すべては子どもの笑顔のために 私のポリシーを体現する生き方
何よりも子どもと触れ合うことが好きな中山さんですが、仕事において大切にしているポリシーがあります。それは『子どもを第一に考えること』。
「たとえ同じ園児たちが同じ活動をしていたとしても、ひとりひとりの行動は違います。『じっとして待つ』と先生が指示をしたとしてもそれができない子もいるし、最初はできたけど、だんだん飽きて別のことを始めてしまう子もいる。それを知っているからこそ子どもたちの個性を大切にしたいんですよね。

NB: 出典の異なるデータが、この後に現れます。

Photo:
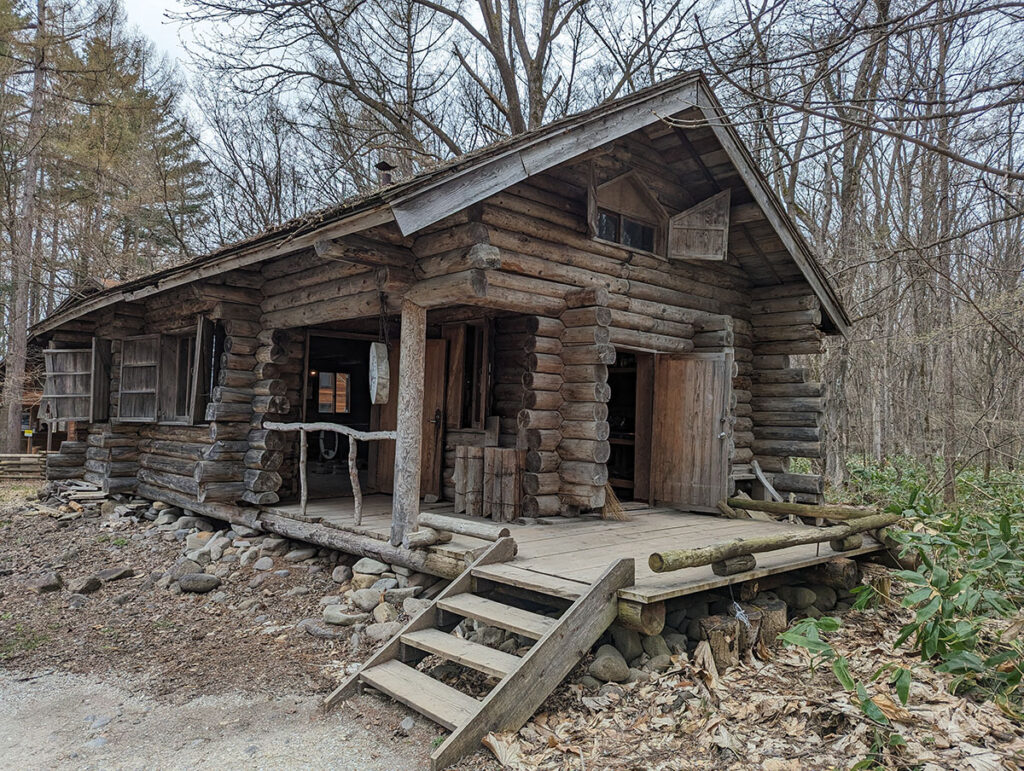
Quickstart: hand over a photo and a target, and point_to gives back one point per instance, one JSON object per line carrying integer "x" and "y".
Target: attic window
{"x": 624, "y": 211}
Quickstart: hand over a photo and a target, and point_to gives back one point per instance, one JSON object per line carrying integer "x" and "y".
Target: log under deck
{"x": 581, "y": 549}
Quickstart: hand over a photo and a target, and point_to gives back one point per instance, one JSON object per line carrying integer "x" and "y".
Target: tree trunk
{"x": 13, "y": 386}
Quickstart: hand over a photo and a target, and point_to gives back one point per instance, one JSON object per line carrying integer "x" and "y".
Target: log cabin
{"x": 600, "y": 311}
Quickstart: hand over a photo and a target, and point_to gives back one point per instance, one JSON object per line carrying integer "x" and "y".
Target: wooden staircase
{"x": 523, "y": 682}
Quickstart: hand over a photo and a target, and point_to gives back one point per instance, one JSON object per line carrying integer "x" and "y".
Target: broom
{"x": 612, "y": 507}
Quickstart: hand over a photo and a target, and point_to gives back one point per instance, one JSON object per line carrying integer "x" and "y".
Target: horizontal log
{"x": 415, "y": 559}
{"x": 586, "y": 336}
{"x": 539, "y": 419}
{"x": 786, "y": 404}
{"x": 542, "y": 462}
{"x": 588, "y": 354}
{"x": 585, "y": 374}
{"x": 785, "y": 419}
{"x": 787, "y": 448}
{"x": 678, "y": 560}
{"x": 790, "y": 347}
{"x": 585, "y": 411}
{"x": 541, "y": 484}
{"x": 597, "y": 430}
{"x": 813, "y": 483}
{"x": 649, "y": 341}
{"x": 586, "y": 391}
{"x": 788, "y": 433}
{"x": 578, "y": 472}
{"x": 217, "y": 471}
{"x": 799, "y": 390}
{"x": 828, "y": 511}
{"x": 473, "y": 527}
{"x": 591, "y": 316}
{"x": 541, "y": 506}
{"x": 585, "y": 450}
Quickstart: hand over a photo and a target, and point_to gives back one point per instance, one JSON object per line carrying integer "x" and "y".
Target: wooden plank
{"x": 494, "y": 613}
{"x": 455, "y": 191}
{"x": 644, "y": 426}
{"x": 535, "y": 582}
{"x": 502, "y": 482}
{"x": 500, "y": 551}
{"x": 433, "y": 418}
{"x": 440, "y": 702}
{"x": 689, "y": 446}
{"x": 488, "y": 660}
{"x": 514, "y": 699}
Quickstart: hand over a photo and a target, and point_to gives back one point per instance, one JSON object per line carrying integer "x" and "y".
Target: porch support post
{"x": 409, "y": 440}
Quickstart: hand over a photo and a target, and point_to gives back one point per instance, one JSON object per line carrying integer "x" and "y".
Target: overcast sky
{"x": 150, "y": 17}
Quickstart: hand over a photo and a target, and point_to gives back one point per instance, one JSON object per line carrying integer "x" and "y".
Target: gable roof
{"x": 449, "y": 187}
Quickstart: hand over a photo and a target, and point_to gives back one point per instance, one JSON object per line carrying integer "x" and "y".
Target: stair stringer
{"x": 501, "y": 551}
{"x": 518, "y": 695}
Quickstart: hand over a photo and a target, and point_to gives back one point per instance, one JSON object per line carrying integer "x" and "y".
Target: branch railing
{"x": 353, "y": 472}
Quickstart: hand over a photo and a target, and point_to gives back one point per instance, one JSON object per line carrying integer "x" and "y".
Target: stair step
{"x": 552, "y": 586}
{"x": 498, "y": 614}
{"x": 480, "y": 657}
{"x": 440, "y": 702}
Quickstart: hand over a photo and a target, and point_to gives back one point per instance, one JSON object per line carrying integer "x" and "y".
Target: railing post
{"x": 304, "y": 489}
{"x": 409, "y": 437}
{"x": 353, "y": 475}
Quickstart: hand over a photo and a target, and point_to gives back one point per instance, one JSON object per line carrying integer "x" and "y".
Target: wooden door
{"x": 432, "y": 451}
{"x": 690, "y": 431}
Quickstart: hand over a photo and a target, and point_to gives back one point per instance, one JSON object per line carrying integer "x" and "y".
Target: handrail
{"x": 353, "y": 472}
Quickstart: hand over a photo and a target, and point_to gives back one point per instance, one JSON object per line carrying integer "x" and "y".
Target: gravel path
{"x": 75, "y": 721}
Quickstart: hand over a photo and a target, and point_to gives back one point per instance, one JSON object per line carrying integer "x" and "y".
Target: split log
{"x": 832, "y": 511}
{"x": 676, "y": 560}
{"x": 722, "y": 634}
{"x": 475, "y": 528}
{"x": 773, "y": 618}
{"x": 421, "y": 560}
{"x": 647, "y": 618}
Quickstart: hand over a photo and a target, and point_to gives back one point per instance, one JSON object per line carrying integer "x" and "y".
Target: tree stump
{"x": 733, "y": 565}
{"x": 878, "y": 579}
{"x": 722, "y": 634}
{"x": 647, "y": 618}
{"x": 749, "y": 635}
{"x": 773, "y": 619}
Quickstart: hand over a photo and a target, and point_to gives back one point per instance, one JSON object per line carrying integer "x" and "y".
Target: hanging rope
{"x": 326, "y": 454}
{"x": 384, "y": 332}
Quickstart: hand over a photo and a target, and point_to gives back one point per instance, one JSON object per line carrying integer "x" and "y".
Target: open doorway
{"x": 631, "y": 381}
{"x": 337, "y": 391}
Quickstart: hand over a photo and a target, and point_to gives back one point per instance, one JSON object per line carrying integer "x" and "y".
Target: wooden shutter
{"x": 100, "y": 402}
{"x": 68, "y": 389}
{"x": 690, "y": 441}
{"x": 201, "y": 385}
{"x": 701, "y": 232}
{"x": 139, "y": 379}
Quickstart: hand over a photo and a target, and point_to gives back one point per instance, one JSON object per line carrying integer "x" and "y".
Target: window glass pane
{"x": 638, "y": 234}
{"x": 341, "y": 382}
{"x": 607, "y": 225}
{"x": 325, "y": 390}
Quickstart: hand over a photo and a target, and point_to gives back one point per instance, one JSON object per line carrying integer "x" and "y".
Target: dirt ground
{"x": 140, "y": 677}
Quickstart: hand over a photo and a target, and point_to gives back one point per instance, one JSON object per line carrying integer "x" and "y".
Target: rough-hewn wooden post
{"x": 406, "y": 504}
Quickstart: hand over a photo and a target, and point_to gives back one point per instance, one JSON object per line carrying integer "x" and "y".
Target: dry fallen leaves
{"x": 772, "y": 716}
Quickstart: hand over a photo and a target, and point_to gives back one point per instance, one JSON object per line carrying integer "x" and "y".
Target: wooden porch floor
{"x": 580, "y": 550}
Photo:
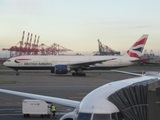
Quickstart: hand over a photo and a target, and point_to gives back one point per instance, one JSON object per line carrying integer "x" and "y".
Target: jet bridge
{"x": 139, "y": 101}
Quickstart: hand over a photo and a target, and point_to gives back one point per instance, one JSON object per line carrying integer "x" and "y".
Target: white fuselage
{"x": 51, "y": 61}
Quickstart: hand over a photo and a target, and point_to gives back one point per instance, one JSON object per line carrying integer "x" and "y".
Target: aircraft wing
{"x": 130, "y": 73}
{"x": 87, "y": 63}
{"x": 66, "y": 102}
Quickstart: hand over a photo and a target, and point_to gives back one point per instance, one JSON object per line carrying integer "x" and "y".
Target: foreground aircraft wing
{"x": 90, "y": 62}
{"x": 130, "y": 73}
{"x": 66, "y": 102}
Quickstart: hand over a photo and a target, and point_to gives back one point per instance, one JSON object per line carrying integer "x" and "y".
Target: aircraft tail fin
{"x": 137, "y": 48}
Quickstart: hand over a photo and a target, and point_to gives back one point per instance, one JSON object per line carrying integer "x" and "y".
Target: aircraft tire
{"x": 17, "y": 74}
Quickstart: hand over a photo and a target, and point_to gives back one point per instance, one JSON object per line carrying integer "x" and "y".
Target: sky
{"x": 78, "y": 24}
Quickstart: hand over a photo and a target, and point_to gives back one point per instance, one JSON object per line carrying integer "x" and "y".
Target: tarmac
{"x": 61, "y": 86}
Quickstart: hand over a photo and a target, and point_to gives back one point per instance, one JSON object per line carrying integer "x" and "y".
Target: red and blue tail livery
{"x": 137, "y": 48}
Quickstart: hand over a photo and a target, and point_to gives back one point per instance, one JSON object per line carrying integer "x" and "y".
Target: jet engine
{"x": 61, "y": 69}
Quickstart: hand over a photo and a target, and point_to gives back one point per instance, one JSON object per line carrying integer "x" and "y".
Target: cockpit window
{"x": 8, "y": 60}
{"x": 84, "y": 116}
{"x": 101, "y": 117}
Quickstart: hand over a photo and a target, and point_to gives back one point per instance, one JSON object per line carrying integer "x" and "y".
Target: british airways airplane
{"x": 65, "y": 64}
{"x": 121, "y": 100}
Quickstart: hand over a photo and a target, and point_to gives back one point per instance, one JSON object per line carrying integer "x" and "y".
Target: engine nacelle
{"x": 69, "y": 116}
{"x": 61, "y": 69}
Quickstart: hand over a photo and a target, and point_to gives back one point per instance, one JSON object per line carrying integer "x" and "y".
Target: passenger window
{"x": 120, "y": 116}
{"x": 84, "y": 116}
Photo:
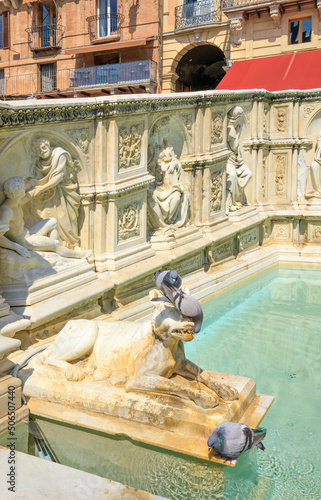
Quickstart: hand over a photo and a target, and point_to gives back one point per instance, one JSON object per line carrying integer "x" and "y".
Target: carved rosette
{"x": 216, "y": 192}
{"x": 217, "y": 128}
{"x": 282, "y": 231}
{"x": 129, "y": 222}
{"x": 81, "y": 138}
{"x": 130, "y": 145}
{"x": 279, "y": 179}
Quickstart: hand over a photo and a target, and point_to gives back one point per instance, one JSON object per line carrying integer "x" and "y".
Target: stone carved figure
{"x": 141, "y": 356}
{"x": 313, "y": 181}
{"x": 238, "y": 174}
{"x": 54, "y": 189}
{"x": 42, "y": 236}
{"x": 167, "y": 203}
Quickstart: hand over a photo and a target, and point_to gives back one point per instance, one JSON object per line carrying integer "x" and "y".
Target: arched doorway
{"x": 201, "y": 68}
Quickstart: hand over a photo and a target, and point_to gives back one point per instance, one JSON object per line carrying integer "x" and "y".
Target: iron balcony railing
{"x": 104, "y": 26}
{"x": 114, "y": 74}
{"x": 230, "y": 4}
{"x": 45, "y": 36}
{"x": 108, "y": 76}
{"x": 201, "y": 12}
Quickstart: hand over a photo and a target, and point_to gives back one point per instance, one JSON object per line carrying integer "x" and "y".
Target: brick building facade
{"x": 78, "y": 48}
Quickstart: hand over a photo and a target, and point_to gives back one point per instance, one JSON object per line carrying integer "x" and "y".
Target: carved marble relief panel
{"x": 314, "y": 231}
{"x": 130, "y": 145}
{"x": 82, "y": 138}
{"x": 279, "y": 179}
{"x": 248, "y": 239}
{"x": 129, "y": 222}
{"x": 216, "y": 195}
{"x": 222, "y": 251}
{"x": 187, "y": 120}
{"x": 217, "y": 128}
{"x": 282, "y": 231}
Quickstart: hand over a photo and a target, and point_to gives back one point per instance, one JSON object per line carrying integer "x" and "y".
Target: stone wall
{"x": 148, "y": 180}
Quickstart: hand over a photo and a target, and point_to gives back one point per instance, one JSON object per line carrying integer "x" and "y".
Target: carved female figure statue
{"x": 238, "y": 174}
{"x": 168, "y": 204}
{"x": 313, "y": 182}
{"x": 54, "y": 190}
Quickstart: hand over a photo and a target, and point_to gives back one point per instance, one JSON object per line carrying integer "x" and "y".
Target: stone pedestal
{"x": 160, "y": 420}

どんな行動をとるか予想できないので毎日とても忙しいですが、子どもたちの笑顔が私にとってのやりがいに繋がっているので、『たから先生!』と呼ばれたらすぐさま飛んでいきますよ。」と微笑みました。
初心を忘れず 保育士として輝き続ける
保育士という仕事に誇りをもって働く中山さんですが、この春結婚という大きな転機を迎えます。結婚してもしばらくは保育士として働き続けるそうで、今の生活が落ち着いたら自分の子どもを育てたいと話します。「子どもができると、今のような正職員として働くことは難しくなるかもしれません。でも雇用形態を変えながらもずっと子どもを笑顔にできるプレイヤーとして活躍し続けたいです。」
自分が新人の時に人間関係で大変な目にあった。今は尊敬できる先輩と働けているからこそ、後輩の気持ちが分かってあげられる保育士さんになりたいと中山さんは考えます。「新人は分からないことが分からないからこそ、自分が引き出してあげる。そうすればきっと、心に余裕ができて仕事が楽しくなると思うんです。」 初心を常に忘れずに、好きなことで輝き続ける。そんな彼女はまぎれもなく『人を幸せにする』キャリアウーマンでした。